CORNELIA
La più giovane delle due figlie di Scipione Africano maggiore. Dopo la morte del padre (184) fu dai famigliari data in sposa a T. Sempronio Gracco, console nel 177, parecchio più anziano di lei (Polyb., XXXI, 27, 1; Plut., Ti. Gr., 4, 3: il racconto in Liv., XXXVIII, 57 è invece falso). Il padre morendo aveva dotato lei e la sorella con 50 talenti (Polyb., ib.; erroneo Sen., Cons. ad Helv., 12, 6; Nat. quaest., I, 17, 8). Ebbe da Gracco dodici figli, alternativamente maschi e femmine, dei quali sopravvissero tre, Tiberio, il maggiore dei maschi, Gaio e Sempronia, che andò sposa all'Emiliano. Rimasta vedova nel 153 o poco dopo, rifiutò di passare a nuove nozze, sebbene fra i pretendenti ci fosse il principe egiziano che fu poi Tolomeo VIII Evergete, e si diede tutta all'educazione dei figli, che fece istruire dai migliori maestri greci; nella lingua dei figli Cicerone sentiva il puro latino di Cornelia (Brutus, 211). È notissimo l'aneddoto (Val. Max., IV, 4) della matrona campana che mostra i suoi gioielli a Cornelia, la quale trae in lungo il discorso, finché i figli ritornano dalla scuola ed esclama allora: haec ornamenta sunt mea. Dopo la morte di Tiberio essa si ritirò a Miseno, ove visse circondata da amici e da letterati, ossequiata persino da re. Non sappiamo in quale anno sia morta. Le virtù romane si sposavano in lei alla più eletta cultura greca. Da una serie di indizî pare che essa abbia secondato l'azione dei figli tribuni, dei quali morti parlava con sereno orgoglio.

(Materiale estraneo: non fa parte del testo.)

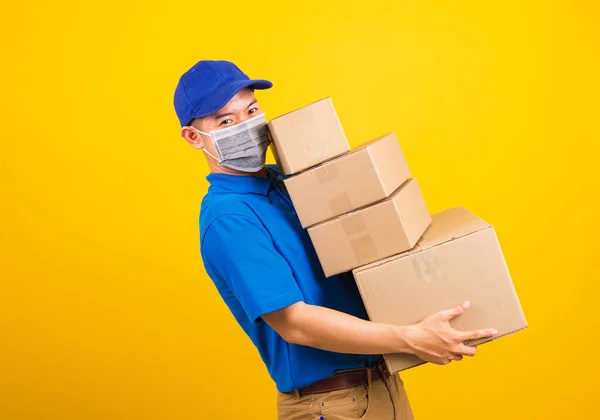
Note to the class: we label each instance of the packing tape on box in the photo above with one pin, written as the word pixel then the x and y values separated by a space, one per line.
pixel 339 204
pixel 364 249
pixel 426 266
pixel 327 172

Ciò fa dubitare della genuinità di due frammenti di lettere di Cornelia, conservati nei manoscritti di Cornelio Nepote, che li aveva inseriti nella sua biografia dei Gracchi, nei quali Cornelia dissuade il figlio Gaio dai suoi propositi e si mostra contraria alla politica dei figli. In tal caso le lettere nepotiane sarebbero state composte non molto dopo la morte dei Gracchi (la lingua e lo stile si confanno alla fine del sec. II a. C.), per dimostrare che la madre era a loro contraria, e sarebbero state diverse dalle lettere genuine di C. citate da Cicerone (Brutus, 211) da Quintiliano (I, 1, 6) e da Plutarco (Gaio, 13). Se pure non è erroneo pretendere che due frammenti di lettere, scritte con animo commosso in previsione di nuovi tragici avvenimenti che attendevano Gaio, abbiano ad essere coerenti con le azioni di C.
Fonti: Oltre i passi citati, v. Plut., Ti. e C. Gracco, passim. I frammenti delle lettere in H. Peter, Hist. Rom. reliquiae II, 2ª ed., Lipsia 1906, p. 38; Corp. Inscr. Lat., I, 2ª ed., pag. 201, n. xxxix.
Bibl.: Per la vita vedi F. Münzer, in Pauly-Wissowa, Real-Encycl., IV, col. 1592; J. Carcopino, Autour des Gracques, Parigi 1928, p. 47 seg. La bibliografia sulle lettere è vastissima: v. M. Schanz e C. Hosius, Gesch. d. röm. Literatur, I, 4ª ed., Monaco 1927, p. 219; fra i recenti v. specialmente E. Meyer, Kleine Schriften, 2ª ed., Halle 1924, I, p. 368; F. Leo, Gesch. d. röm. Literatur, I, 1913, p. 305; F. Schöll, in Indogermanische Forschungen, XXXI (1912-13), p. 311; G. Cardinali, Studi graccani, Roma 1912, p. 7 seg.; E. Malcovati, in Athenaeum, VIII (1920), p. 92 seg.; J.H. Thiel, in Mnemosyne, XLVII (1929), p. 347 seg.